Fredrik
Fredrik

Reputation: 11

Trying to add trailing slash with htaccess, results in a absolute path

What I'm trying to achive is to have all urls on my page look like http://domain.com/page/, no extensions, but a trailing slash. If a user happends to write http://domain.com/page or http://domain.com/page.php it will redirect to the first url. After some googling i found this code, and it's close to working, but when you leave out the trailing slash in your request the url becomes something like http://domain.com/Users/"..."/page/ and therefor returns a 404. My .htaccess looks like this:

RewriteEngine On
RewriteCond %{REQUEST_FILENAME} !-d
RewriteCond %{THE_REQUEST} ^GET\ /[^?\s]+\.php
RewriteRule (.*)\.php$ /$1/ [L,R=301]

RewriteCond %{REQUEST_FILENAME} !-d
RewriteRule (.*)/$ $1.php [L]

RewriteCond %{REQUEST_FILENAME} !(.*)/$
RewriteRule (.*)/$ $1.php [L]

RewriteCond %{REQUEST_FILENAME}.php -f
RewriteRule .*[^/]$ $0/ [L,R=301]

I've been trying to add an additional rule but I really don't get any of this and I haven't been able to find any answers.

Upvotes: 1

Views: 1349

Answers (1)

Andrew
Andrew

Reputation: 14457

For a scenario like this one, the .htaccess author has to consider both what the browser URL bar should display and what file the web server should return/execute.
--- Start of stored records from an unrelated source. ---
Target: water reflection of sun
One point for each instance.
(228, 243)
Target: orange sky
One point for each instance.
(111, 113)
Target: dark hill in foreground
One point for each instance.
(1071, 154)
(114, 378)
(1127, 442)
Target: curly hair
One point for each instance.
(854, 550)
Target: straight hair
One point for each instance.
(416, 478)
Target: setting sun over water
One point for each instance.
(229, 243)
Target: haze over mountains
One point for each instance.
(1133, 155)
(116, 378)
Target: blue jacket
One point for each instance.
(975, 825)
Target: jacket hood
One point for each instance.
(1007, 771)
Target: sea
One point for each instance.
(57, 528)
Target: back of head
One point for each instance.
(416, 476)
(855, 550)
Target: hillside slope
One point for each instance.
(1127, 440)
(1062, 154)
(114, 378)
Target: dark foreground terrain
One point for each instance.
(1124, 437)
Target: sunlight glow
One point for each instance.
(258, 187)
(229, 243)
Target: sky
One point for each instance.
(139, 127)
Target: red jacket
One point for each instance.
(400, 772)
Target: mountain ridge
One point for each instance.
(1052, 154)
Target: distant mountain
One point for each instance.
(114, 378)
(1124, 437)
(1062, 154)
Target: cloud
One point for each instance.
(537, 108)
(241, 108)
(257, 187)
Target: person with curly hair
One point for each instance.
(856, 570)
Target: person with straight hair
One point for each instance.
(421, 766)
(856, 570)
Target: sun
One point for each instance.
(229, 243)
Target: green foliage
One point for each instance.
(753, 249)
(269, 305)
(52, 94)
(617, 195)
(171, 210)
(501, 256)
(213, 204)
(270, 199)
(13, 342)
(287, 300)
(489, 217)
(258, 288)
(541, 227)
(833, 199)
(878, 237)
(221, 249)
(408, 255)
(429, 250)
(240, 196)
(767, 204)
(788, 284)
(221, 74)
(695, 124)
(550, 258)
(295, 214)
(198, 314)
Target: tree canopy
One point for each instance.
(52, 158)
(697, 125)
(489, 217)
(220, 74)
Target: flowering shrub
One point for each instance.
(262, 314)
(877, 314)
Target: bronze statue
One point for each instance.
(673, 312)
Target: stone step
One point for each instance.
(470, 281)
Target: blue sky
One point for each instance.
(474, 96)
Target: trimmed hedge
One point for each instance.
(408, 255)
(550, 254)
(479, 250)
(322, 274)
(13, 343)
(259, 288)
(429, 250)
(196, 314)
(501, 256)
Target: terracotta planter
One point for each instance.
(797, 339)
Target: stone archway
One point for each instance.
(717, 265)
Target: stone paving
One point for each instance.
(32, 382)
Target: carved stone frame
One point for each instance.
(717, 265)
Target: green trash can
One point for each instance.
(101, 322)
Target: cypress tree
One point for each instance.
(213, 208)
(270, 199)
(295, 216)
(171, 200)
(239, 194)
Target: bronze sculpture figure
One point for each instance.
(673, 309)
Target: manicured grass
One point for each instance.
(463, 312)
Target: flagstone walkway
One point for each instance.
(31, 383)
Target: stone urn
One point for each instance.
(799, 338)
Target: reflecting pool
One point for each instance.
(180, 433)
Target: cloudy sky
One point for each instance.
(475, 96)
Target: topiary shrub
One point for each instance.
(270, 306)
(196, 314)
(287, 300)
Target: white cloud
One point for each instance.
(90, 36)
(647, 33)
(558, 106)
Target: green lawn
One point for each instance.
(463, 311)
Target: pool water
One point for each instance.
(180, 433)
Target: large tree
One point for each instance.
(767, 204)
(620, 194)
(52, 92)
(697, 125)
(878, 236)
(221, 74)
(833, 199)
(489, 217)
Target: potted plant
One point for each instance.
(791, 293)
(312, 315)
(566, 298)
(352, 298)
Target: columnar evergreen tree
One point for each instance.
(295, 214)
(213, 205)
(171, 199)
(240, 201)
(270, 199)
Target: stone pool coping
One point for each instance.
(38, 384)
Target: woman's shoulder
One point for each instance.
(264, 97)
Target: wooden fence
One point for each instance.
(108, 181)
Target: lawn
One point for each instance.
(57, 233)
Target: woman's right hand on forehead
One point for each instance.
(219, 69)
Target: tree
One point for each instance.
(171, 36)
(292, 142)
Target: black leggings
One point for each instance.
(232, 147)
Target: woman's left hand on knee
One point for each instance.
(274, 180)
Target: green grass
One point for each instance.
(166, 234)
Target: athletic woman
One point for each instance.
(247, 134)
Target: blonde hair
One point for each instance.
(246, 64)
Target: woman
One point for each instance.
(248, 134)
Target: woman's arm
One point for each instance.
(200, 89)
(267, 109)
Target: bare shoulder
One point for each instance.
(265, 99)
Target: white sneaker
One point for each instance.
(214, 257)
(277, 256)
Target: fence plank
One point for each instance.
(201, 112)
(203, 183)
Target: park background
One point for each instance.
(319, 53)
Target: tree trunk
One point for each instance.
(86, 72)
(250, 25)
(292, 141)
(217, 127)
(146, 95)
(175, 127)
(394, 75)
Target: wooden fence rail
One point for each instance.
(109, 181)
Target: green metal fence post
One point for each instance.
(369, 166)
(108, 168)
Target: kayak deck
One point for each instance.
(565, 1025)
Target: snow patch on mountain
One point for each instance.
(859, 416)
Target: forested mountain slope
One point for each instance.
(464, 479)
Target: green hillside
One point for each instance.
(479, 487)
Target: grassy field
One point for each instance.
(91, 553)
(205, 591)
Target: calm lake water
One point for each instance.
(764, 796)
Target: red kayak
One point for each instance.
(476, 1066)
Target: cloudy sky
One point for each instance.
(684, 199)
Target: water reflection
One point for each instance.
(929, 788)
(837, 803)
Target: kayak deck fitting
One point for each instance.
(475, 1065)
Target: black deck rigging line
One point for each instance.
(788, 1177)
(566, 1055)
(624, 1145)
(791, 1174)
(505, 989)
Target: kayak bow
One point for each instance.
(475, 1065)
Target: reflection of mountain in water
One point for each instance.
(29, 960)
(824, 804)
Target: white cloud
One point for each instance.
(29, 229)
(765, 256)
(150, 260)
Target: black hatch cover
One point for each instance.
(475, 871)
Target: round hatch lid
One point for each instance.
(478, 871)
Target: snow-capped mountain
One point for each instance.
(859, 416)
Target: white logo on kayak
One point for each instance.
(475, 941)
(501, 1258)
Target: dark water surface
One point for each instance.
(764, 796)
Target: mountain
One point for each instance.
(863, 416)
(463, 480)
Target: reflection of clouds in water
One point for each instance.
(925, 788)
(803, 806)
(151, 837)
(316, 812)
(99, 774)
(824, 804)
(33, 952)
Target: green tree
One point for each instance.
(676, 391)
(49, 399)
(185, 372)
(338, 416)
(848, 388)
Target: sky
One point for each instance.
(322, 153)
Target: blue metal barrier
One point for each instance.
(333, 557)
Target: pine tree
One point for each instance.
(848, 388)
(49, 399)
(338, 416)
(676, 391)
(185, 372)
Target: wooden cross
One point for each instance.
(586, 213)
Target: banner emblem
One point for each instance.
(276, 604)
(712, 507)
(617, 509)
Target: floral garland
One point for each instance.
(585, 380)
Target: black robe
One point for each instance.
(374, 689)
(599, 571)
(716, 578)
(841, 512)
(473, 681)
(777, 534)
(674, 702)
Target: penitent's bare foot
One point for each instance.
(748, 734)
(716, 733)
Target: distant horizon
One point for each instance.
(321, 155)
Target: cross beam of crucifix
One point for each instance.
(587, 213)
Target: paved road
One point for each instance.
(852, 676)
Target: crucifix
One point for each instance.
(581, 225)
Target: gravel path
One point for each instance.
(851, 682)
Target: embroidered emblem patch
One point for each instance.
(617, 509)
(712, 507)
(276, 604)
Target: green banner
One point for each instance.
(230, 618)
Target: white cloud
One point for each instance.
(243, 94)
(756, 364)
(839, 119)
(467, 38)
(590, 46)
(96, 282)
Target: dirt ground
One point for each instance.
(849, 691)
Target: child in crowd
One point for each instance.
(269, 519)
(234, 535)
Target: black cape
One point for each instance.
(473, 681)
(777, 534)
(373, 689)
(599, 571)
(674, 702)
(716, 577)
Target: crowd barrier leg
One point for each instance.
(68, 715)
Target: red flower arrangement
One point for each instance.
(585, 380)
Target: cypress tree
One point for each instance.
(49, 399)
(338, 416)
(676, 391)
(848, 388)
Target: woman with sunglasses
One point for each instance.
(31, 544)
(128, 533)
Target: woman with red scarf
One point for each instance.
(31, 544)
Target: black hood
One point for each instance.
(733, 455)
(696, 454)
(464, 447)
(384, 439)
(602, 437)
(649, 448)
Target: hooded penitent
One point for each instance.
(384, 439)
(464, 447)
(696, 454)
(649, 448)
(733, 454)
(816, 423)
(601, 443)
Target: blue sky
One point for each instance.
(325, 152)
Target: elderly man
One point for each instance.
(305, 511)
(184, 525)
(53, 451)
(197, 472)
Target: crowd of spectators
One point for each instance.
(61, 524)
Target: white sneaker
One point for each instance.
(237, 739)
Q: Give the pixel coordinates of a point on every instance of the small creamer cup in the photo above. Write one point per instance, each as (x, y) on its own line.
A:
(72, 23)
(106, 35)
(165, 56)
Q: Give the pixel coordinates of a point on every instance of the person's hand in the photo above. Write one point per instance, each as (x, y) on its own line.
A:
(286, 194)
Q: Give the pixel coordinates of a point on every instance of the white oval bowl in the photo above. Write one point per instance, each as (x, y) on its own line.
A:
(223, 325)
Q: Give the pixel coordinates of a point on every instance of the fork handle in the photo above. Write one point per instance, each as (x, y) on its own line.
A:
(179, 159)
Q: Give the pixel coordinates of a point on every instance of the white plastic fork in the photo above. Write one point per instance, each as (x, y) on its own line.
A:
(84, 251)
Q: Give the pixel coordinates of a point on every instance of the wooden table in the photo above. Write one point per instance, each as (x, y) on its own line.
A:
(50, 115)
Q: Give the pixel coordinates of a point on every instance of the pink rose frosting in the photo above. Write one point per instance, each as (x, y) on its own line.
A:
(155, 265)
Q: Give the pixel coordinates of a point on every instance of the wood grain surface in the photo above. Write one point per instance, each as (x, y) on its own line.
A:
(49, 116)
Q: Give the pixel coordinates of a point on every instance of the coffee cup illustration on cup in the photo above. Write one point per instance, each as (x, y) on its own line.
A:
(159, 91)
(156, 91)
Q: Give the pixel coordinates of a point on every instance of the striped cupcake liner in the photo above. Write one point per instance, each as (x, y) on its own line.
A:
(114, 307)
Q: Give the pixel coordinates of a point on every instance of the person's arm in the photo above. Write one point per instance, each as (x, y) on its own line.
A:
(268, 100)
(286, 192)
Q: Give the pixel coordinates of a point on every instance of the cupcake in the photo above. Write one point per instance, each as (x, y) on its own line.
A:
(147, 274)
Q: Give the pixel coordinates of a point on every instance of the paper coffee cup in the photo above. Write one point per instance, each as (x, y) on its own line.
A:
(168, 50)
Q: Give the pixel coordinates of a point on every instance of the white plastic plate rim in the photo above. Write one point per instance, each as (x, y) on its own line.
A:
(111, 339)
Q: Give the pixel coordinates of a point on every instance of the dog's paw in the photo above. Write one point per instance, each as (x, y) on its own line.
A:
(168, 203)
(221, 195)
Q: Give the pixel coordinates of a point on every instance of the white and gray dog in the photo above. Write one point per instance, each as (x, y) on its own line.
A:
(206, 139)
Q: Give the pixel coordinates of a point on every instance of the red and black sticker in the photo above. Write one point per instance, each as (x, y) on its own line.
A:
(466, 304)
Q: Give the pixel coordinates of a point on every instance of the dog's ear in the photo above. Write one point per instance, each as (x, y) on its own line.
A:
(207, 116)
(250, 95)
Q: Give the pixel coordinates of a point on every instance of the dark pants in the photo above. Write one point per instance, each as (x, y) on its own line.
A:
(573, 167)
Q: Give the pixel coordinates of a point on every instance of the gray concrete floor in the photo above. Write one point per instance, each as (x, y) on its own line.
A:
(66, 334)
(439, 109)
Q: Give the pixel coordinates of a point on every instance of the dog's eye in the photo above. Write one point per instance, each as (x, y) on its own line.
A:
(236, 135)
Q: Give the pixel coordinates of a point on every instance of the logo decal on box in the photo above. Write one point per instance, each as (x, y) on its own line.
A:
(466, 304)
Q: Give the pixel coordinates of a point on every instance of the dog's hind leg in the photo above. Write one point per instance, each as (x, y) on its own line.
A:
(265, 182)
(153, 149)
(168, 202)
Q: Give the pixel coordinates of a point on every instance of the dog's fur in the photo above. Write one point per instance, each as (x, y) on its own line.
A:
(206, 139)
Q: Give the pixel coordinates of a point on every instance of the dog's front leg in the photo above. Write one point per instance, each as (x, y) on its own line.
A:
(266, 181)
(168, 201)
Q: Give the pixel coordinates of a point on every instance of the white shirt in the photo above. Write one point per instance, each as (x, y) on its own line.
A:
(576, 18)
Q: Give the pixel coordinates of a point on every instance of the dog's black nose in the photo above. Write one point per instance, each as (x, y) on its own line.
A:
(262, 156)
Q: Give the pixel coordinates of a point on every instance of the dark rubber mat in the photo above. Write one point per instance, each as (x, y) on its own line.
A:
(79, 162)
Note also that each external redirect starts the processing of the rewrite directives over.

With that in mind, start by taking care of which file is returned when the URL is in the correct format:

RewriteEngine on

RewriteRule ^/?$ /index.php [L]
RewriteRule ([^./]+)/$ /$1.php [L]

Then, deal with URLs with no trailing slash by redirecting them with [R=301]:

RewriteRule ^/(.*)\.[^.]*$ http://www.example.com/$1/ [R=301,L]
RewriteRule ^/(.*)$ http://www.example.com/$1/ [R=301,L]

Note that the first of these two rules should also take care of the case where there is a filename (like something.php) but also a trailing slash by eliminating the filename extension and re-adding the slash.

Keep in mind that, if your internal directory structure does not match what the web server is serving (as is often the case in shared hosting scenarios), you will likely need to add a RewriteBase directive immediately after the RewriteEngine directive. See the Apache docs for an explanation.